North Korean Media Condemn ‘Wicked’ U.S. a Day After Kim-Trump Summit Announced

People watch a television news screen showing pictures of US President Donald Trump (C) an
AFP

International observers have found no evidence at press time that North Korea has alerted its citizens to an agreed-upon summit between dictator Kim Jong-un and President Donald Trump. North Korean media published their typical screeds on Friday morning condemning the “wicked” United States.

North Korea, considered the most repressive communist regime in the world, has outlawed all media outlets not fully controlled by the government. It boasts a variety of outlets, including state television channels, its Korean Central News Agency (KCNA), and the newspapers Rodong SinmunMinju Choson, and the Pyongyang Times.

On television, Wired reports, North Koreans could find no news of their leader offering to meet Trump in person and the latter accepting a summit to occur “by May,” according to South Korea’s National Security Adviser Chung Eui-yong:

Today’s state-controlled evening news in the North led with an item on greetings being exchanged between the North and officials in Syria and Venezuela, before cutting to a propaganda film about the Japanese occupation of the Korean peninsula – which ended in 1945. News of the unprecedented meeting between the North and the United States is, for now, not worthy of even the most fleeting of mentions.

Experts who spoke to the publication say that North Korea often takes it time to inform citizens on international affairs. “Even on Wednesday they were still calling Donald Trump an idiot,” Alistair Coleman, a North Korea expert for BBC, told Wired, adding that North Korea often takes a “day or two” to broadcast such key news.

In the case of last month’s Winter Olympics, which occurred in South Korea and featured North Korean athletes, the Kim regime chose not to broadcast any of the event at all. Instead, KCNA and Rodong praised North Korean envoys to the event for their diplomatic prowess.

Kim Yo-jong, Kim Jong-un’s sister, was the most prominent member of that delegation. She leads the government’s Propaganda and Agitation Department, which controls all media in the country.

Of the North Korean publications that Americans can access, most organized into easily readable indexes as the website KCNA Watch, Rodong Sinmun and the Pyongyang Times had the most coverage of the United States on Friday. Rodong Sinmun published an attack piece against Washington for accusing North Korea of investing in illegal cyberterrorism units. Reports of such a development, it alleged, were that “this is another unpardonable provocation and wicked and mean smear campaign against the DPRK.”

“It is a hackneyed method for the U.S. and its stooges to go mad with the confrontation with the DPRK, groundlessly faulting it, whenever hacking cases happen,” Rodong asserted. “Lurking behind the smear campaign is a cynical ploy to expand the sphere of pressurizing the DPRK, labeling it a ‘cyber terrorist’, not content with pulling up it over the nuclear and ‘human rights’ issues.”

Rodong Sinmun also published an article accusing the United States of having “posed nuclear threat and blackmail to the DPRK for several decades.”

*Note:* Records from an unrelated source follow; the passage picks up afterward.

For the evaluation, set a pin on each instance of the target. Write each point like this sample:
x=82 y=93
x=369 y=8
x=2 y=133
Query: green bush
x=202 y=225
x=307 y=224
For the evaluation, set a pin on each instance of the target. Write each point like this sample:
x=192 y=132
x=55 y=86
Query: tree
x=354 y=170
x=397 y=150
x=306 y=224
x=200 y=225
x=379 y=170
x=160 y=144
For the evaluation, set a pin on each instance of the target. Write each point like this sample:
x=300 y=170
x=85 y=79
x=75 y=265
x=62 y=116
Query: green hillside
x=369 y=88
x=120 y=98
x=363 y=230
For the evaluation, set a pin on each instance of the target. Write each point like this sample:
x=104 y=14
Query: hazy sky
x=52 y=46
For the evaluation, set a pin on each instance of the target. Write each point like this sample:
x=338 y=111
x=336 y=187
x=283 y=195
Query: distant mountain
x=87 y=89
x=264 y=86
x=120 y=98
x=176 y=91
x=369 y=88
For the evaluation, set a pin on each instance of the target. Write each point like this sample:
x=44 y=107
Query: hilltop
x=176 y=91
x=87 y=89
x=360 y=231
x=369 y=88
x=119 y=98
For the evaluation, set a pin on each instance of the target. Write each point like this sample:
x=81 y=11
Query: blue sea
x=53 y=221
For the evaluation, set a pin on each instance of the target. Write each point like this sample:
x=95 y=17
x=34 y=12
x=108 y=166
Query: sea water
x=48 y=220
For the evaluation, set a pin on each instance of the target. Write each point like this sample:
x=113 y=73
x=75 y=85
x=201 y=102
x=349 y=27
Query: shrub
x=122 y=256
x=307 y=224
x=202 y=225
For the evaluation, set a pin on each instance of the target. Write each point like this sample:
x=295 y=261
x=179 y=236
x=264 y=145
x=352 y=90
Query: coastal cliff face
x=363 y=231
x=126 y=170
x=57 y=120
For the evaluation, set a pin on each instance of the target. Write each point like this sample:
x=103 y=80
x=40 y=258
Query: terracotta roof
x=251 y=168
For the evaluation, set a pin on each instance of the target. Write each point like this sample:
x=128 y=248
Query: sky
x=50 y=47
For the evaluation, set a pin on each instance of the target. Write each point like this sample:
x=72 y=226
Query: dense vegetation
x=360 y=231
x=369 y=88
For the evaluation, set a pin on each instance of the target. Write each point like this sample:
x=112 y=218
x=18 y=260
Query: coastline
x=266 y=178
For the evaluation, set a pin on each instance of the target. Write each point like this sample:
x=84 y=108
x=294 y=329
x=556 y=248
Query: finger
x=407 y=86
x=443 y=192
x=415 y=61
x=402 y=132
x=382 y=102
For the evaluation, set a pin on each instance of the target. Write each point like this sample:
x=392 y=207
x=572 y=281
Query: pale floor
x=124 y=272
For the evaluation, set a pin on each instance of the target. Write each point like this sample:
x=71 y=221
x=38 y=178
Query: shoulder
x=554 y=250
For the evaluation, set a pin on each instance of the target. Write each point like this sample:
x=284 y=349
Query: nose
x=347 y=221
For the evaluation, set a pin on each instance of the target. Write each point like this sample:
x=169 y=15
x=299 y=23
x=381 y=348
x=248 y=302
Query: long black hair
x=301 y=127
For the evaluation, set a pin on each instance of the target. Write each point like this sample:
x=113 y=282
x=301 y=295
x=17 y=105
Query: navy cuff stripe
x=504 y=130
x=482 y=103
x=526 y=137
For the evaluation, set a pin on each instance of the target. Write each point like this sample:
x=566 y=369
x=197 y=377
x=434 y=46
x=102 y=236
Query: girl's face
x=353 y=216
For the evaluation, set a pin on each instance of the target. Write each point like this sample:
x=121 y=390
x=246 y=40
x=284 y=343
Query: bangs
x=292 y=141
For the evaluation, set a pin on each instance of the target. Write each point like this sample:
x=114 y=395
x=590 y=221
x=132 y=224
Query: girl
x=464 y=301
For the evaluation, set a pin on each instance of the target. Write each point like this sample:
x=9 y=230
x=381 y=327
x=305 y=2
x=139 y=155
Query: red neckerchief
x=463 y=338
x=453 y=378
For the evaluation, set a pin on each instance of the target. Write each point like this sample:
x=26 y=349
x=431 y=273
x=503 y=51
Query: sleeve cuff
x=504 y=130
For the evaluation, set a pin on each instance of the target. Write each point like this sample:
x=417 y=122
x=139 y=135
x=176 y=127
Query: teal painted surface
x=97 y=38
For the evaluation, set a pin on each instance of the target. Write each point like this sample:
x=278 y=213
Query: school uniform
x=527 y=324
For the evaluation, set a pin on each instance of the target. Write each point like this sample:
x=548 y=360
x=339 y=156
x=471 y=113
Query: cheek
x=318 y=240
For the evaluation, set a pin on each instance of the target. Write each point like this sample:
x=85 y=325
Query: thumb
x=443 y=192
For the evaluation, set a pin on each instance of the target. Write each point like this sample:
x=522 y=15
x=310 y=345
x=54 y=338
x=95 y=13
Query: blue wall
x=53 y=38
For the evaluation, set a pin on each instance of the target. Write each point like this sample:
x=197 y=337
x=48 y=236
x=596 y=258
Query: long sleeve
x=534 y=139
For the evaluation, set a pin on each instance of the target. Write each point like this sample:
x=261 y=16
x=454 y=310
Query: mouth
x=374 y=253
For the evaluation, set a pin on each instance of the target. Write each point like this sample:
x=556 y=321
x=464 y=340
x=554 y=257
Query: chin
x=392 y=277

“We have scuttled all the nuclear attack operation scenarios of the U.S. which tried to drive the Korean nation into nuclear disaster with hysteric war games. We have drastically weakened its unchallenged position in the world,” it proclaimed.

The Pyongyang Times ran a piece condemning President Trump personally, without mentioning that Kim had reached out to the head of state to meet with him personally.

“Trump blusters that if sanctions do not work, the U.S. should go over to rough phase II and that as it is a very rough action, it would make the whole world unhappy,” the newspaper noted. “But the Trump administration should be aware that the US’ rough action would meet a rougher one and it would not be the world but the US which would be unhappy.”

“It is as clear as day that Trump would bring a terrible disaster to the US as he acts rashly without considering what will happen later,” it concluded.

On Thursday evening, following a meeting at the White House, South Korean National Security Adviser Chung Eui-yong announced that Kim had offered Trump a chance to meet in person and that the American president had accepted.

“The Republic of Korea, along with the United States, Japan, and our many partners around the world, remain fully and resolutely committed to the denuclearization of the Korean peninsula,” Chung asserted, emphasizing that the coalition had no plans to do away with the unprecedented sanctions currently crippling North Korea’s economy yet.

While Rodong Sinmun protested human rights criticism of the repressive regime, neither Chung nor Trump has mentioned the Kim regime’s extensive list of human rights abuses since Thursday night’s announcement.